19 yaşında bir kızkardeşim var benim.. 2 yıl önce dershaneden dönerken akşam saat 4'te -evet 4'te- durakta otobüs beklerken kaçırıldı.. Sırtından çekip arabaya bindirmişler Sıhhiye köprüsünün altında.. Arabada gözünü bağlayıp bir eve götürmüşler.. 4 saat kadar bekletmişler bir odada ama artık sonra ne düşünmüşlerse vazgeçip Kızılay'da Güven Park'ın oraya bırakmışlar.. Büyük ihtimalle yaşı küçük diye ne yapmayı düşündülerse vazgeçmişler diye düşündük.. Tabi bu kaybolduğu 4 saat bize bir ömür gibi gelmişti.. Hiç unutmuyorum o günü, hayatımın en berbat günüydü.. Kardeşim pek kendinde olmadığı için götürdüğümüz hastanede polislere ifade verirken o 2 adamı öldürmeyi düşünmüştüm.. Birini öldürme hissinin nasıl bir şey olduğunu o gün anlamıştım..
O adamlar benim kardeşimi bırakmayabilirdi.. Allah korusun tecavüz edip öldürüp bir köşeye de atabilirlerdi.. Bunlar olsaydı eğer, suçlusu biz mi olacaktık? Demek istediğim bu dışarda herhangi bir kadının başına gelebilir.. Yapılması gereken bu insanlara suç bulmak değil, meselenin temeline inebilmektir.. Mağdur olan vatandaşını korumayıp üstüne bir de suçlamakla olmuyor bu işler işte.. Bu ülkede en büyük problem insana insan olduğu için değer vermemek zaten.. Ancak belirli kriterlere uygun olduğunda insan gibi muamele görebiliyorsun.. Devlet baba ve başındakiler bu anlayışı sürdürmeye devam ettiği sürece de değişen hiçbir şey olmaz ve biz bunları yazmaya devam ederiz ne yazık ki..
21.07.2009
Kaydol:
Kayıt Yorumları (Atom)
4 yorum:
Canım öncelikle geçmiş olsun. kardeşine, sana ve ailene.

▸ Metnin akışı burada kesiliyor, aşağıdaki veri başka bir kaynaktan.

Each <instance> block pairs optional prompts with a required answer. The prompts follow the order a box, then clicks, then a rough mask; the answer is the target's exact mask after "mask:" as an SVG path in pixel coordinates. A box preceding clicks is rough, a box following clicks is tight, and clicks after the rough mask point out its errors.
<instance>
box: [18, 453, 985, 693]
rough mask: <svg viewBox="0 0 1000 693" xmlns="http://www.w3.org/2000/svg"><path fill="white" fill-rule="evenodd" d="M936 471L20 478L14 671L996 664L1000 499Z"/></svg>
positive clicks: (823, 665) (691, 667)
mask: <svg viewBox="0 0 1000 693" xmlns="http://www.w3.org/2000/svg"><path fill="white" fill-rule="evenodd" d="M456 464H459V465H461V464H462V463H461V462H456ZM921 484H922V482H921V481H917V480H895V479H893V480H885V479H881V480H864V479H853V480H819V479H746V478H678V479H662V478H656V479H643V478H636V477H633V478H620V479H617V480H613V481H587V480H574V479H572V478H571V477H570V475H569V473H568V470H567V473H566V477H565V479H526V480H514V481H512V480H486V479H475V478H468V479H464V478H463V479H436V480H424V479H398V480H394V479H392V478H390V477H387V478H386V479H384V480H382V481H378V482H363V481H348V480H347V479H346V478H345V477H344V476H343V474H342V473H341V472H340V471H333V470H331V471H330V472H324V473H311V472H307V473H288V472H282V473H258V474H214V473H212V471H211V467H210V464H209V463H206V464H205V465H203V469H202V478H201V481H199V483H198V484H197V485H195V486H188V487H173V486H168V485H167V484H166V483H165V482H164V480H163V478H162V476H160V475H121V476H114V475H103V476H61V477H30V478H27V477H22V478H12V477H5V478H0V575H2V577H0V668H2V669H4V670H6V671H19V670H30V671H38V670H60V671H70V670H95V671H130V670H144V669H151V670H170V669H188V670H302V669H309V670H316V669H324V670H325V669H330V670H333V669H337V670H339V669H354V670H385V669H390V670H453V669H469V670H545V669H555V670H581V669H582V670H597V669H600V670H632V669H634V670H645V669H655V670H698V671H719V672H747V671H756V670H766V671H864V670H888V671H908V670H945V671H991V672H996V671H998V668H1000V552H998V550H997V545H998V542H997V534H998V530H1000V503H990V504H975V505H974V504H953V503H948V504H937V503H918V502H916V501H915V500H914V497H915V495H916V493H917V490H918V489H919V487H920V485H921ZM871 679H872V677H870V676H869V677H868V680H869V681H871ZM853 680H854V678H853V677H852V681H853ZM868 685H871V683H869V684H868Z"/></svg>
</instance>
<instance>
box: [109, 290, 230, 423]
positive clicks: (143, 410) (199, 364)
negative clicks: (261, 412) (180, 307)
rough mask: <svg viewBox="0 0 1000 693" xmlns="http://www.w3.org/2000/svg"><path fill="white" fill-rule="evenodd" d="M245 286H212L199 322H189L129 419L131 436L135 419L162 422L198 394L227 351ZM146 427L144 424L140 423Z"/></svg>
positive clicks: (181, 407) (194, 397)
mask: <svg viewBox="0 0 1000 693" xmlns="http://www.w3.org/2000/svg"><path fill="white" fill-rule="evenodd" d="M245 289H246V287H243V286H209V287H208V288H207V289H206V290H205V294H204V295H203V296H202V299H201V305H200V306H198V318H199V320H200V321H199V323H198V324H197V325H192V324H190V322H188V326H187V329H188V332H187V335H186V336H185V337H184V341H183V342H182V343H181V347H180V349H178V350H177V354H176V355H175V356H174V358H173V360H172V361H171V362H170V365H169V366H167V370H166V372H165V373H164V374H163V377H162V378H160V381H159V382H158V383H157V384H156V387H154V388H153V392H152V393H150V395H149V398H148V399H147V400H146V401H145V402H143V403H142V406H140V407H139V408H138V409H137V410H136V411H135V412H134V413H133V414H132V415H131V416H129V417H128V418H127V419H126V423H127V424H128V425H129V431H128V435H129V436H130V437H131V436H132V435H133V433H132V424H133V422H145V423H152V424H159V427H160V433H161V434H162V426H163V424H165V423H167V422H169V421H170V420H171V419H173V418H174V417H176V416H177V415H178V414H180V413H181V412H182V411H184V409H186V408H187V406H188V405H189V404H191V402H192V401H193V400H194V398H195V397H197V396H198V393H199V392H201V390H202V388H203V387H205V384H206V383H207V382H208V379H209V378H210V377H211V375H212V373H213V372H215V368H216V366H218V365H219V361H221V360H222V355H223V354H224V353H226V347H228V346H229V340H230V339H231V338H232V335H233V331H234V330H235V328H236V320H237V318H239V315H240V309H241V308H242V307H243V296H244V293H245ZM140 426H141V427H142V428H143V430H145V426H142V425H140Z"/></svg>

Bazen bazı olaylar bizim için taşıması ağır bir yük gibi oluyor. Emin ol o adamların suratını görseydin hiç unutmayacaktın. ki olayı yaşayan kardeşinin kimbilir beyninde hangi görüntüler var.
tekrar geçmiş olsun.
ne yazıkkı kadın olmak dan sonra yazılan olumsuzluklar ne ulkemızde ne dunyada bıtecek gıbı gorunmuyor. ne yazıkkı.
efsa teşekkürler..kardeşim hala hatırlayınca ağlar..çok hatırlatmamaya çalışıyoruz..bunun bin beterini yaşayanlar var..üstüne bir de mağdur olarak bile görülmüyor bazıları tarafından..ne kadar üzücü..
aman tanrım korkunç! benim kardeşimin başına gelse ne yapardım bilmiyorum gerçekten. çok zor. bunları duydukça o kadar ürküyor ki insan. ne hale geldik, nerde yaşıyoruz.. bıktım gerçekten ülkemden nefret ediyorum artık. hergün tecavüz bekaret cinayet namus din türban.. insanlar bu kadar mı yozlaştı hayvan oldular. özlerine dönüyorlar herhalde. korkunç gerçekten. çok geçmiş olsun.